Paul uses the word "yoke" in verse 14.  He might have had Deuteronomy 22:10 in his mind when he penned these words.  God says, "do not plow with a ox and a donkey yoked together".  This is only common sense.  One can't plow properly if you have an ox and a donkey that are yoked together and attempting to plow.  The same works in life, whether in marriage, business, or in any kind of partnership.  Paul is not saying to disassociate with the non-Christian.  He's simply saying don't form any close partnership with the non-Christian.      


Paul says in verse 15, "what harmony is there between Christ and Belial"?  "Belial" is simply another term for satan.  There's obviously no common ground between Jesus and satan.  This tells me something of how Paul views people in the world.  They are influenced by Belial, or satan.  We should have the same understanding, and for that reason we should not enter into close partnerships with them. 

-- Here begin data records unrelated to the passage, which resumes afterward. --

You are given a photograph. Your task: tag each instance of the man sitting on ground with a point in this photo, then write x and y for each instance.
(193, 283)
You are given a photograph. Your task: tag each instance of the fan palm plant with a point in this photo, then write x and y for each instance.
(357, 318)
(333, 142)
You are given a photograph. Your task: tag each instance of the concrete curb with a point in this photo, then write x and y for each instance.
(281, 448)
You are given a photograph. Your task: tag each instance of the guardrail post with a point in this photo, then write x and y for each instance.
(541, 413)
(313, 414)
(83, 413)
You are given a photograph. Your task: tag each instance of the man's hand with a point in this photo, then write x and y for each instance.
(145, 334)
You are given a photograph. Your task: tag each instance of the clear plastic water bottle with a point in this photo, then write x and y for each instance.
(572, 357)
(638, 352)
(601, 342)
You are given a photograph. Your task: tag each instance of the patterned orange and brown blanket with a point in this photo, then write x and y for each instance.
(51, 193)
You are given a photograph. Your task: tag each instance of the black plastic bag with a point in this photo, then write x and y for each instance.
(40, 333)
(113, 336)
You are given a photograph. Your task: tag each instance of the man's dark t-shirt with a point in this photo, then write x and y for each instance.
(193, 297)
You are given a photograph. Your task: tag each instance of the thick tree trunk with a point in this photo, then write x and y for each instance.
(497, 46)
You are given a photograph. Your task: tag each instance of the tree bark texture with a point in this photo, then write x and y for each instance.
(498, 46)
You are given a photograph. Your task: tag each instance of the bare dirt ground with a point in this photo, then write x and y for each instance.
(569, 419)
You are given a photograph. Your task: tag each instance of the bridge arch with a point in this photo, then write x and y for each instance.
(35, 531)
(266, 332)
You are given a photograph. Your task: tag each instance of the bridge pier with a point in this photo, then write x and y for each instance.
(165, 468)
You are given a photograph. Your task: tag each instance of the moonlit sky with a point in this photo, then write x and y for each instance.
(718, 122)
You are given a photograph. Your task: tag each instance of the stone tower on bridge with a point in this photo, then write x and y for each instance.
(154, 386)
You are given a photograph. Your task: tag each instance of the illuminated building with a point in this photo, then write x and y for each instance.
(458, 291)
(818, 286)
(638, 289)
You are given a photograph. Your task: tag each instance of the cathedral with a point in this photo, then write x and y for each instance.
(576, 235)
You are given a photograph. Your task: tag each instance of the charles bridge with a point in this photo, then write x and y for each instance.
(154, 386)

Paul speaks of light and darkness in verse 15.  This is in reference to Jesus being the light and satan being the darkness.  This characterization is seen throughout the New Testament.  John in his gospel writing calls Jesus the "light of the world" in a number of places in his book.


The point he is making here is that how can you live with God and live with the devil, or a non-Christian at the same time.  It is not possible.  Jesus said that you can't serve two masters.  It's a similar situation here.  You can't walk in unity with someone who is that much different from yourself.  The problem though is that often the Christian's way of living is not all that different than the worldly partner's way of living.  This should not be.    


In verse 16 Paul says that we are the temple of God because He walks and dwells among us.  If you read Paul's first letter to the Corinthians you will see that individual Christians are temples of God, and that the church is also the temple of  God.  Paul uses the word "temple" in both ways.  This is in fact a reflection back to the Old Testament.  The tabernacle of Moses was the dwelling place of God, and so was the temple of Solomon.  Both Christians and the church are the New Testament temple of God.  We see at the end of the book of Revelation that the New Jerusalem comes down from heaven.  That appears to be the eternal temple of God.  If you understand the Old Testament tabernacle and Temple as well as the New Testament Temple, including the New Jerusalem, you will note that there is a progression throughout human history in God's earthly dwelling place.    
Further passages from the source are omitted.